Welcome to WYSO Weekend, our weekly radio magazine. Here's the lineup for today's program.
- The number of opioid overdose victims treated at Greene County emergency rooms nearly doubled over one 24-hour period last week. County officials say they believe the powerful synthetic drug fentanyl is to blame. To get the details we spoke with Kirsten Bean, health education program manager with Greene County Public Health, about drug addiction and the services they provide.
- Stark County has staked part of its hope of combatting everything from infant mortality to drug abuse on NON-custodial fathers. For Ohio Public Radio, WKSU’s M.L. Schultze has more on the expanding initiative that insists “fathers are more than a paycheck” and presumes many of them want to prove it.
- The first round of the annual Winter Guard International Sport of the Arts World Championships is now over. The indoor competition includes color guard, percussion, and marching bands. The event brings thousands of young people from all over the world to Dayton, every year. If you missed the color guard portion of the competition, you’ve got another chance to see percussion and winds marching bands compete in Dayton the weekend of April 21st. You can find the competition schedule and list of performance venues at WGI.org.
- Today on Rediscovered Radio, we return to the spring of 1969, a year after the assassination of Dr. Martin Luther King. At that time, many Americans believed that Dr. King’s dream of equality for African Americans had died with him. That spring, the Community Lecture series at Antioch College brought activist Clifton DeBerry to campus.
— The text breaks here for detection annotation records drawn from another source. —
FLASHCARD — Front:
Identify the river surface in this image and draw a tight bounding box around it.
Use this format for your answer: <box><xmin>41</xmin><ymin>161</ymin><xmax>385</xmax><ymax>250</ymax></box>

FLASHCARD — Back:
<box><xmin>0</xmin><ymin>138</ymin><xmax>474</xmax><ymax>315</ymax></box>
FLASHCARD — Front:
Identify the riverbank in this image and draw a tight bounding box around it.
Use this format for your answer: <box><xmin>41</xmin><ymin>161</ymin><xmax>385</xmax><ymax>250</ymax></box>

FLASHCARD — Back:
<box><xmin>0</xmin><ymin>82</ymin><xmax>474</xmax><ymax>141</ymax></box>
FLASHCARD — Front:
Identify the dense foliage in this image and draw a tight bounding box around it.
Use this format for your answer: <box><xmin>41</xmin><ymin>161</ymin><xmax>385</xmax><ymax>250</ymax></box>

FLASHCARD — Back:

Producer Jocelyn Robinson has this story about DeBerry’s message to the students – about what he called the shift from civil rights to Black liberation.
- This week on Dayton Youth Radio we'll hear from Sura Aldulaimi, a DECA student whose family came to America from Iraq. Sura reflects on what it was like in Iraq and talks to her mother about life in the United States. Project coordinator Basim Blunt introduces her story.
- Bill Felker rounds out the program with Poor Will's Almanack.